To investigate your complaint, OCR may need to reveal your identity or identifying
information about you to persons at the entity or agency under investigation or to other
persons, agencies, or entities.
The Privacy Act of 1974 protects certain federal records that contain personally identifiable
information about you and, with your consent, allows OCR to use your name or other
personal information, if necessary, to investigate your complaint.
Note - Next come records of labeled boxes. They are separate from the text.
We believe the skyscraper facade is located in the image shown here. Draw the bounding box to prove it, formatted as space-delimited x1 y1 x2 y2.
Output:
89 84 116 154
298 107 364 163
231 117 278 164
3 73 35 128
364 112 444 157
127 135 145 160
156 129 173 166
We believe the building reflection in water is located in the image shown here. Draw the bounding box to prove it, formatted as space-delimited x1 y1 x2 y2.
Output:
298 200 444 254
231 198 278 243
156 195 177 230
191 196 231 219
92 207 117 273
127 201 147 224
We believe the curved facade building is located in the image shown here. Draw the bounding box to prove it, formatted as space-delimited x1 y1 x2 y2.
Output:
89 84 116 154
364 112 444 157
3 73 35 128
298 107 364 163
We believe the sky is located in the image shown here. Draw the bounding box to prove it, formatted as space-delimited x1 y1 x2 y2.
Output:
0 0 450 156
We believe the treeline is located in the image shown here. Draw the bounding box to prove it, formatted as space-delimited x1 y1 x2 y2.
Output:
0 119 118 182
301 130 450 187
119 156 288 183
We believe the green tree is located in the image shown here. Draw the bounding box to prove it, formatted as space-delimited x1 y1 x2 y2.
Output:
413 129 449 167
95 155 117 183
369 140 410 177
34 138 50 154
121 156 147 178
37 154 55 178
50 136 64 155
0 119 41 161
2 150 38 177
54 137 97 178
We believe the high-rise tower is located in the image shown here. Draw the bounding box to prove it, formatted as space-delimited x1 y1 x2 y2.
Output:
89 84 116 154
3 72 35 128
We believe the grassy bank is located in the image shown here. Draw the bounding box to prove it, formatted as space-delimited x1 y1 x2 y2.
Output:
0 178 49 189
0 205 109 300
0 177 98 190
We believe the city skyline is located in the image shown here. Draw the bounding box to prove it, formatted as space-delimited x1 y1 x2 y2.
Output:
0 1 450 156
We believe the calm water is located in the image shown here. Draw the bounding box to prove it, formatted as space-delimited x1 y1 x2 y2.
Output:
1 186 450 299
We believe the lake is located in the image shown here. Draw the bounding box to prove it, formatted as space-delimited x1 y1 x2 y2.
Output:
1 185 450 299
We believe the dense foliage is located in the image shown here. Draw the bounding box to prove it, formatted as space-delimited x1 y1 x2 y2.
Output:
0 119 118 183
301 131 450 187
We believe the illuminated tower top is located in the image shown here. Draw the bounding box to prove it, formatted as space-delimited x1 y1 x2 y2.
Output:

Consent is voluntary, and it is not always needed in order to investigate your complaint;
however, failure to give consent is likely to impede the investigation of your complaint
and may result in the closure of your case.
Additionally, OCR may disclose information, including medical records and other personal
information, which it has gathered during the course of its investigation in order to comply
with a request under the Freedom of Information Act (FOIA) and may refer your complaint
to another appropriate agency.
Under FOIA, OCR may be required to release information regarding the investigation of
your complaint; however, we will make every effort, as permitted by law, to protect
information that identifies individuals or that, if released, could constitute a clearly
unwarranted invasion of personal privacy.
Please read and review the documents entitled,
Notice to Complainants and Other
Individuals Asked to Supply Information to the Office for Civil Rights
and
Protecting
Personal Information in Complaint Investigations
for further information regarding how
OCR may obtain, use, and disclose your information while investigating your complaint.
In order to expedite the investigation of your complaint if it is accepted by OCR,
please read, sign, and return one copy of this consent form to OCR with your
complaint. Please make one copy for your records.
As a complainant, I understand that in the course of the investigation of my
complaint it may become necessary for OCR to reveal my identity or identifying
information about me to persons at the entity or agency under investigation or to
other persons, agencies, or entities.